18 de julio de 2011

Ulises


De nada sirve que viva como un rey inútil

junto a este hogar apagado, entre rocas estériles,

el consorte de una anciana, inventando y decidiendo

leyes arbitrarias para un pueblo bárbaro,

que acumula, y duerme, y se alimenta, y no sabe quién soy.

No encuentro descanso al no viajar; quiero beber

la vida hasta las heces. Siempre he gozado

mucho, he sufrido mucho, con quienes

me amaban o en soledad; en la costa y cuando

con veloces corrientes las constelaciones de la lluvia

irritaban el mar oscuro. He llegado a ser famoso;

pues siempre en camino, impulsado por un corazón hambriento,

he visto y conocido mucho: las ciudades de los hombres

y sus costumbres, climas, consejos y gobiernos,

no siendo en ellas ignorado, sino siempre honrado en todas;

y he bebido el placer del combate junto a mis iguales,

allá lejos, en las resonantes llanuras de la lluviosa Troya.

Formo parte de todo lo que he visto;

y, sin embargo, toda experiencia es un arco a través del cual

se vislumbra un mundo ignoto, cuyo horizonte huye

una y otra vez cuando avanzo.

¡Qué fastidio es detenerse, terminar,

oxidarse sin brillo, no resplandecer con el ejercicio!

Como si respirar fuera la vida.

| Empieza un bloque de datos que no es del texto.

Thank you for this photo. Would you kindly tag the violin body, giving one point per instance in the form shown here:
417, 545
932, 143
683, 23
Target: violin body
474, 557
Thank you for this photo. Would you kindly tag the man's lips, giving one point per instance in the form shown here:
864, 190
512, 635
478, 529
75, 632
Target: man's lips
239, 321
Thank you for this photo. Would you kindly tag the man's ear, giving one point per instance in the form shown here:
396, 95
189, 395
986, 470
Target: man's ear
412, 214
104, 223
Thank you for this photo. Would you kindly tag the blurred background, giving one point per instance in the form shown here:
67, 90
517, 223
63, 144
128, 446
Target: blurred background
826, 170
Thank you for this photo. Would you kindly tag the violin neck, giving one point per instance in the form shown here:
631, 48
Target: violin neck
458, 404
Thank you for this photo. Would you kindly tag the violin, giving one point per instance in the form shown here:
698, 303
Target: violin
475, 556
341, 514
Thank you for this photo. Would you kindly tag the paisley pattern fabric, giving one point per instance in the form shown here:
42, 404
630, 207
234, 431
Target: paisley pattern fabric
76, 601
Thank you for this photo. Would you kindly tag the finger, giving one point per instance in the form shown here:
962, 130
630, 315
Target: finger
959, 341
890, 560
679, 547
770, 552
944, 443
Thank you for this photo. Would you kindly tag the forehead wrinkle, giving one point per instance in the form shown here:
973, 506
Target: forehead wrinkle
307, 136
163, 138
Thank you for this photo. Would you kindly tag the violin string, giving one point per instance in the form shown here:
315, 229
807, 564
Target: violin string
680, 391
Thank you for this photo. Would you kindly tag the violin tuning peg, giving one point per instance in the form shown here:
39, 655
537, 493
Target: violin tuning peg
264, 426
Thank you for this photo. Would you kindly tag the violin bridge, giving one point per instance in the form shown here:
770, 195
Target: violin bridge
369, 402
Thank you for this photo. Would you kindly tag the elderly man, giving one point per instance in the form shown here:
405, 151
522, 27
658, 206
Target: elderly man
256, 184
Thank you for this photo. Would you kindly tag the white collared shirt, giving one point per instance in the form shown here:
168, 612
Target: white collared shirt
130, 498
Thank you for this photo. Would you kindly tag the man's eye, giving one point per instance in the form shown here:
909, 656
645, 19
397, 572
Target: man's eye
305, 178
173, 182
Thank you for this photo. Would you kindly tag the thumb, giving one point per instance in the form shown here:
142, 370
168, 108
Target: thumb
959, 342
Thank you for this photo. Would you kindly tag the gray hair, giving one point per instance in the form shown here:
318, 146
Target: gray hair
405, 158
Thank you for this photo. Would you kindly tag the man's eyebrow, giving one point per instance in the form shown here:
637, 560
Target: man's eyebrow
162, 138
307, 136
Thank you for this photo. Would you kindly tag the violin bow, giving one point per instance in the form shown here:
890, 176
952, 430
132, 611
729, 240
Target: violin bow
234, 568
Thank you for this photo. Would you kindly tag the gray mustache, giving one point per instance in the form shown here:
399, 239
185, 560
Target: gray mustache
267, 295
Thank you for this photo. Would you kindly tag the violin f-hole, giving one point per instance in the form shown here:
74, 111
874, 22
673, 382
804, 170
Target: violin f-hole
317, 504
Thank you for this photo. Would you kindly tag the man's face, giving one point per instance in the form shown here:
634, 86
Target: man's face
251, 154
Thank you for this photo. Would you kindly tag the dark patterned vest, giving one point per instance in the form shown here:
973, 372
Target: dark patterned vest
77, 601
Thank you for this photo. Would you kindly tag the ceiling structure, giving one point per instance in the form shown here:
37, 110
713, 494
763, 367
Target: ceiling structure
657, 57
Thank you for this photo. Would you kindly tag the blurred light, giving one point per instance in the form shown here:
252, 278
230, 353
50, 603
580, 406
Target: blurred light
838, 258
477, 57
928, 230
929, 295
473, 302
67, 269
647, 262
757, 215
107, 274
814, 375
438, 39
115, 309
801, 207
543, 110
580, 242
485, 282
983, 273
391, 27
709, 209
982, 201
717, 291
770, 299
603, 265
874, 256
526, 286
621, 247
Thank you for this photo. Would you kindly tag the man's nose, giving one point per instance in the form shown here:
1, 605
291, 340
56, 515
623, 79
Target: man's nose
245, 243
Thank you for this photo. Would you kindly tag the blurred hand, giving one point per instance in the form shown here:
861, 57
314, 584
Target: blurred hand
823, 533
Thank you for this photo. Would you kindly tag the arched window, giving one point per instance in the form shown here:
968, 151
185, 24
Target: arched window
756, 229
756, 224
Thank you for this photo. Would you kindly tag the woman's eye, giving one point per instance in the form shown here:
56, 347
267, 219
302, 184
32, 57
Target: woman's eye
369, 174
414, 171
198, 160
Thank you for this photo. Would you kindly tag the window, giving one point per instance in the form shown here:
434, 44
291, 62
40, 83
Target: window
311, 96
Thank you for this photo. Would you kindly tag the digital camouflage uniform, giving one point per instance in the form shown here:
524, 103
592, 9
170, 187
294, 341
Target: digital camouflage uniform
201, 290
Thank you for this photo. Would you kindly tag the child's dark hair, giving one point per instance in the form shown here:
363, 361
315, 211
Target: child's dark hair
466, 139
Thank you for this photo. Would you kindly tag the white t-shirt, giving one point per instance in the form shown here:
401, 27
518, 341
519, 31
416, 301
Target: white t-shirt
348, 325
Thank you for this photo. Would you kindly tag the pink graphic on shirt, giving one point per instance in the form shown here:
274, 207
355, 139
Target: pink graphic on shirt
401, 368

Una vida sobre otra

sería del todo insuficiente, y de la única que tengo

me queda poco; pero cada hora me rescata

del silencio eterno, añade algo,

trae algo nuevo; y sería despreciable

guardarme y cuidarme el tiempo de tres soles,

y refrenar este espíritu ya viejo, pero que arde en el deseo

de seguir aprendiendo, como se sigue a una estrella que cae,

más allá del límite más extremo del pensamiento humano.



Éste es mi hijo, mi propio Telémaco,

a quien dejo el cetro y esta isla.

Lo quiero mucho; tiene el criterio para triunfar

en esta labor, para civilizar con prudente paciencia

a un pueblo rudo, y para llevarlos lentamente

a que se sometan a lo que es útil y bueno.

Es del todo impecable, dedicado completamente

a los intereses comunes, y se puede confiar

en que sea compasivo y cumpla los ritos

con que se adora a los dioses tutelares

cuando me haya ido. Él hace lo suyo, yo, lo mío.



Allí está el puerto; el barco extiende sus velas;

allí llama el amplio y oscuro mar. Vosotros, mis marineros,

almas que habéis trabajado y sufrido y pensado junto a mí,

y que siempre tuvisteis una alegre bienvenida

tanto para los truenos como para el día despejado, recibiéndolos

con corazones libres e inteligencias libres, vosotros y yo hemos envejecido.

La ancianidad tiene todavía su honra y su trabajo.

La muerte lo acaba todo: pero algo antes del fin,

alguna labor excelente y notable, todavía puede realizarse,

no indigna de quienes compartieron el campo de batalla con los dioses.

Las estrellas comienzan a brillar sobre las rocas:

el largo día avanza hacia su fin; la lenta luna asciende; los hondos

lamentos son ya de muchas voces. Venid, amigos míos.

No es demasiado tarde para buscar un mundo nuevo.

Zarpemos, y sentados en perfecto orden golpeemos

los resonantes surcos, pues me propongo

navegar más allá del poniente y el lugar en que se bañan

todos los astros del occidente, hasta que muera.

Es posible que las corrientes nos hundan y destruyan;

es posible que demos con las Islas Venturosas,

y veamos al gran Aquiles, a quien conocimos.

A pesar de que mucho se ha perdido, queda mucho; y, a pesar

de que no tenemos ahora el vigor que antaño

movía la tierra y los cielos, lo que somos, somos:

un espíritu ecuánime de corazones heroicos,

debilitados por el tiempo y el destino, pero con una voluntad decidida

a esforzarse, buscar, encontrar y no rendirse.